Characterizing and Classifying Developer Forum Posts with their Intentions

With the rapid growth of the developer community, the amount of posts on online technical forums has been growing rapidly, which poses difficulties for users to filter useful posts and find important information. Tags provide a concise feature dimension for users to locate their interested posts and for search engines to index the most relevant posts according to the queries. However, most tags are only focused on the technical perspective (e.g., program language, platform, tool). In most cases, forum posts in online developer communities reveal the author's intentions to solve a problem, ask for advice, share information, etc. The modeling of the intentions of posts can provide an extra dimension to the current tag taxonomy. By referencing previous studies and learning from industrial perspectives, we create a refined taxonomy for the intentions of technical forum posts. Through manual labeling and analysis on a sampled post dataset extracted from online forums, we understand the relevance between the constitution of posts (code, error messages) and their intentions. Furthermore, inspired by our manual study, we design a pre-trained transformer-based model to automatically predict post intentions. The best variant of our intention prediction framework, which achieves a Micro F1-score of 0.589, Top 1-3 accuracy of 62.6% to 87.8%, and an average AUC of 0.787, outperforms the state-of-the-art baseline approach. Our characterization and automated classification of forum posts regarding their intentions may help forum maintainers or third-party tool developers improve the organization and retrieval of posts on technical forums. We have released our annotated dataset and codes in our supplementary material package.
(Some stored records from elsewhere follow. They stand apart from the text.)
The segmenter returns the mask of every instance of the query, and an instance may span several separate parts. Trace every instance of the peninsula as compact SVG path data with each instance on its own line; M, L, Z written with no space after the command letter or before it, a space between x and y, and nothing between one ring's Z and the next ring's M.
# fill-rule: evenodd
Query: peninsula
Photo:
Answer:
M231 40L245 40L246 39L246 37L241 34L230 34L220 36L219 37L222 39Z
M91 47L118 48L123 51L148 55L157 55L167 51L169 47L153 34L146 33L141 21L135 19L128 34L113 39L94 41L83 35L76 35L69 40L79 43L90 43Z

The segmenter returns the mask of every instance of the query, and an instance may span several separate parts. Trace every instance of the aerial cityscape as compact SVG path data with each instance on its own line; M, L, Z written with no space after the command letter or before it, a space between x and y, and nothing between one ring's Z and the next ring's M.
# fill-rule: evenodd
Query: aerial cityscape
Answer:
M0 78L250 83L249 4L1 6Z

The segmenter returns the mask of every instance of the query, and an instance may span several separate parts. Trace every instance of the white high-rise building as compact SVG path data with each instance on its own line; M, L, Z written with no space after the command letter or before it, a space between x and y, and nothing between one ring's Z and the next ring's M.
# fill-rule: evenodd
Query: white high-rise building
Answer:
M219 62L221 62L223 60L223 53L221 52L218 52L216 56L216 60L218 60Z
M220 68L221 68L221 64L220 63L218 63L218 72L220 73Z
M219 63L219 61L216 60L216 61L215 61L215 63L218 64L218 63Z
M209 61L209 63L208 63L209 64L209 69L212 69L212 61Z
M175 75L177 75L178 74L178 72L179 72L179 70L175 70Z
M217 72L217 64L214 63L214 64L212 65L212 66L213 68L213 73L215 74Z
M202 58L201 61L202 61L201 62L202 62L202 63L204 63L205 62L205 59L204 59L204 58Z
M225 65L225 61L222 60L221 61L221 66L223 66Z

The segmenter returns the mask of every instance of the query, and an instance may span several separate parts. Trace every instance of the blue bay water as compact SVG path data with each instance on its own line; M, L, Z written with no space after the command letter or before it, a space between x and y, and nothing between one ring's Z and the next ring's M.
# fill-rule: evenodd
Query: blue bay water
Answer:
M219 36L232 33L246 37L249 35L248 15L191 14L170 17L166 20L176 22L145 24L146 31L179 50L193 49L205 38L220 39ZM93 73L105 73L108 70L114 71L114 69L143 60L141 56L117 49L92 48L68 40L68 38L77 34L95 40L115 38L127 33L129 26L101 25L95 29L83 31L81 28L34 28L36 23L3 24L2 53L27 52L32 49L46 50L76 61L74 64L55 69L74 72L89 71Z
翻译：随着开发者社区的蓬勃发展，在线技术论坛的帖子数量快速增长，这使得用户难以筛选有用帖子并定位重要信息。标签为用户提供了简洁的特征维度以寻找感兴趣的帖子，并为搜索引擎根据查询索引最相关帖子提供了依据。然而，大多数标签仅聚焦于技术视角（如编程语言、平台、工具）。在多数情况下，在线开发者社区中的论坛帖子反映了作者解决问题的意图、寻求建议、分享信息等。对帖子意图的建模可以为现有标签分类体系提供额外维度。通过参考前人研究并借鉴工业视角，我们构建了技术论坛帖子意图的精细分类体系。通过对从在线论坛抽取的样本帖子数据集进行人工标注与分析，我们理解了帖子构成（代码、错误信息）与其意图之间的关联性。此外，受人工研究启发，我们设计了一种基于预训练Transformer的模型来自动预测帖子意图。我们的意图预测框架的最佳变体取得了Micro F1分数0.589、Top 1-3准确率62.6%至87.8%、平均AUC 0.787的成绩，优于当前最先进的基线方法。对论坛帖子意图的刻画与自动分类，可帮助论坛维护者或第三方工具开发者改进技术论坛中帖子的组织与检索。我们已在补充材料包中发布了标注数据集和代码。